Mindestlöhne und Gebührenordnungen für freie Berufe sind meines Erachtens nicht miteinander zu vergleichen. Bei einer Gebührenordnung werden Vorgaben für die Preise bestimmter Dienstleistungen gemacht. Damit soll unter anderem für Transparenz bei den Kunden gesorgt werden.

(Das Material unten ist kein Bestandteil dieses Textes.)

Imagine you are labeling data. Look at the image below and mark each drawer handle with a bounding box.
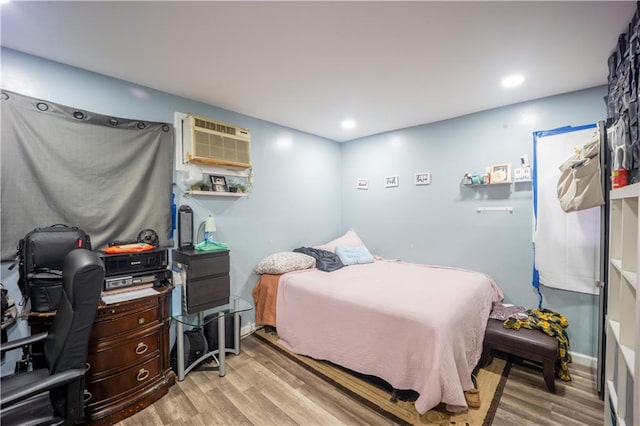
[136,342,149,355]
[136,368,149,382]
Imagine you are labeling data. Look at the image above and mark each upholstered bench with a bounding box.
[481,319,558,393]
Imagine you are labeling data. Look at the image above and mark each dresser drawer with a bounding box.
[91,306,160,342]
[85,356,161,407]
[86,327,160,380]
[186,275,230,313]
[187,255,229,280]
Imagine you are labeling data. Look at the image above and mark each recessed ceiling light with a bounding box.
[341,120,356,130]
[501,74,524,89]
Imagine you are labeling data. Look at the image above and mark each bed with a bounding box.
[254,231,503,414]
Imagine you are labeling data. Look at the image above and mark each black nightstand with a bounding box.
[173,249,230,314]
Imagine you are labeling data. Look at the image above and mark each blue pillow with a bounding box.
[336,246,374,265]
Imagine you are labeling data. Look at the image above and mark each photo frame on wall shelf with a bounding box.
[489,163,511,184]
[413,173,431,185]
[209,175,229,192]
[384,176,400,188]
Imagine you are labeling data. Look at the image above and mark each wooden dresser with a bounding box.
[29,286,176,425]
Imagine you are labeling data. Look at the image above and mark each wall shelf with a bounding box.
[462,182,513,188]
[605,183,640,425]
[184,190,248,198]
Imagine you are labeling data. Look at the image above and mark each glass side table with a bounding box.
[171,295,253,381]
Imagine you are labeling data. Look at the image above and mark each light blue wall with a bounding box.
[0,48,341,370]
[0,48,606,362]
[342,87,606,356]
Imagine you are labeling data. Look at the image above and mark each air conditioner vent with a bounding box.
[183,115,251,168]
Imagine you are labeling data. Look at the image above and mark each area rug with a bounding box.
[254,328,511,426]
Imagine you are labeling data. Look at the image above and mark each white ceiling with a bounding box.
[0,1,636,141]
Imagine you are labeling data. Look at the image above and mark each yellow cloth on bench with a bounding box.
[504,309,571,382]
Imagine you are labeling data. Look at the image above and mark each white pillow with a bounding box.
[256,251,316,274]
[336,246,375,266]
[314,229,364,253]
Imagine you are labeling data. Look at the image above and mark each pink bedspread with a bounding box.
[276,260,503,413]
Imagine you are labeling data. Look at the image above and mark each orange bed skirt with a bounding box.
[253,274,281,327]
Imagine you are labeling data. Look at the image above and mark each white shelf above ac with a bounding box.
[184,190,247,198]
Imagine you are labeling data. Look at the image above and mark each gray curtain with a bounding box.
[0,90,174,261]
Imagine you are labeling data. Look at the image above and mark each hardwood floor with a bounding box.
[118,336,603,426]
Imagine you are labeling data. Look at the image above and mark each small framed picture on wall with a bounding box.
[384,176,400,188]
[209,175,229,192]
[489,163,511,183]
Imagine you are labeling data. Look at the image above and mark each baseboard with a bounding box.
[569,352,598,371]
[240,322,256,338]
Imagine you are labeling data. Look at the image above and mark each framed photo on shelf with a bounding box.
[489,163,511,184]
[413,173,431,185]
[384,176,400,188]
[209,175,229,192]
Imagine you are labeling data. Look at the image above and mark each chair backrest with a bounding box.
[44,249,104,374]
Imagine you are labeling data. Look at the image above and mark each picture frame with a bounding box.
[413,172,431,185]
[489,163,511,184]
[384,176,400,188]
[209,175,229,192]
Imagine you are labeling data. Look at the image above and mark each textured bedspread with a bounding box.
[276,260,502,413]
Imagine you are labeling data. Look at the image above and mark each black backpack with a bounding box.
[13,224,91,312]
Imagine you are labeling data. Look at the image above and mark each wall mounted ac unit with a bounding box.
[182,115,251,169]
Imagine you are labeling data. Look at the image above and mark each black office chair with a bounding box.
[0,249,104,426]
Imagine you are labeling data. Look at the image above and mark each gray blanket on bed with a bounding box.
[293,247,344,272]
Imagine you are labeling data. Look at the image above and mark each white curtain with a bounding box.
[533,124,601,294]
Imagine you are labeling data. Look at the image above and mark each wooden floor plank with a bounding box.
[117,337,604,426]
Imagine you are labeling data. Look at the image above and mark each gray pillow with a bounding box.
[255,251,316,274]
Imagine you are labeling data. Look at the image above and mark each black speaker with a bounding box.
[203,314,242,351]
[178,205,193,250]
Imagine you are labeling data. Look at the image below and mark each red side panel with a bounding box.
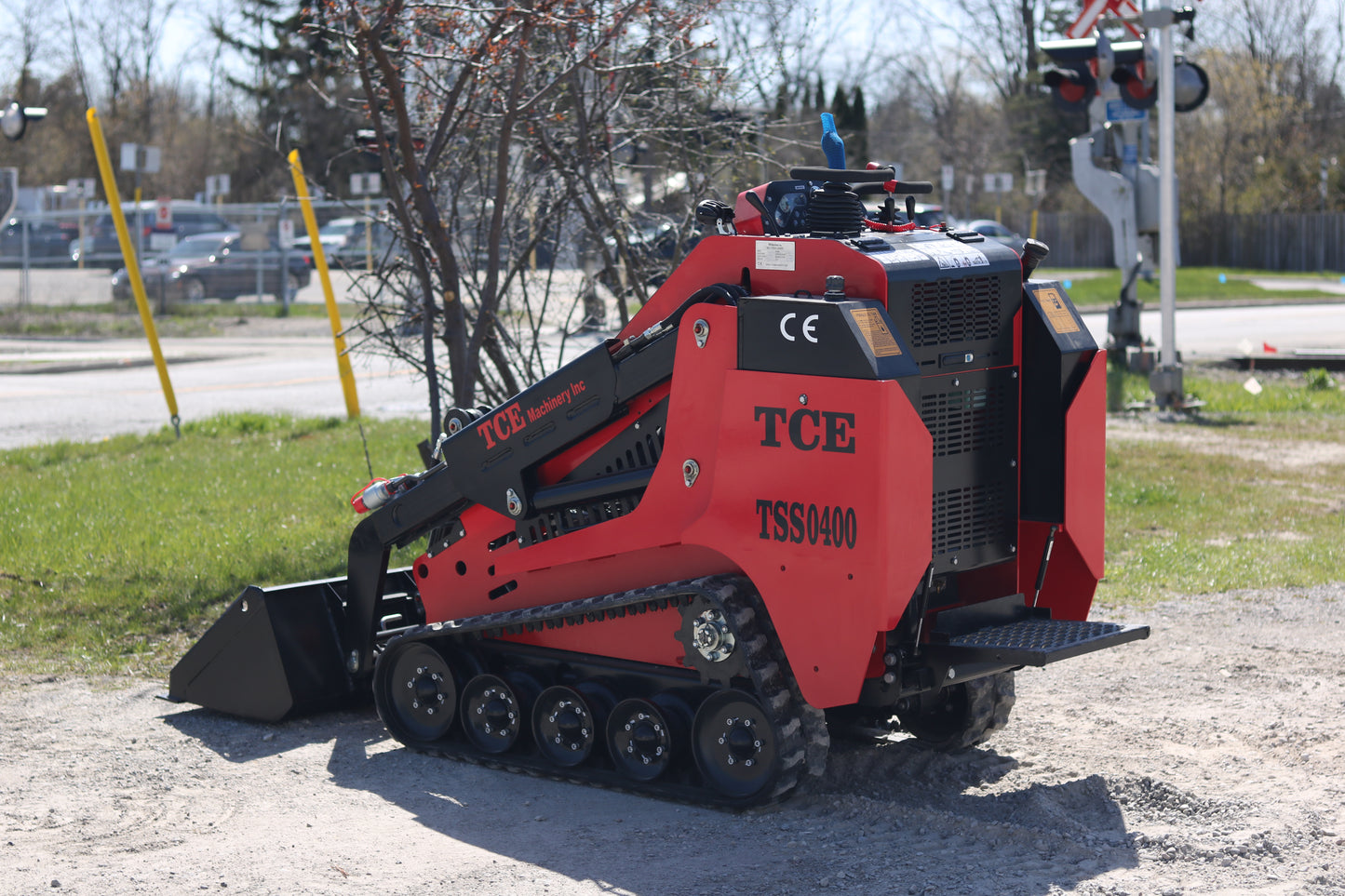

Mit einer Gebührenordnung wird der Umsatz eines Freiberuflers beeinflusst, nicht das, was er nachher für sich und seine Familie tatsächlich zur Verfügung hat. Er trägt weiterhin das unternehmerische Risiko. Wenn er seine Dienstleistung nicht verkaufen kann, erzielt er auch keine Einnahmen.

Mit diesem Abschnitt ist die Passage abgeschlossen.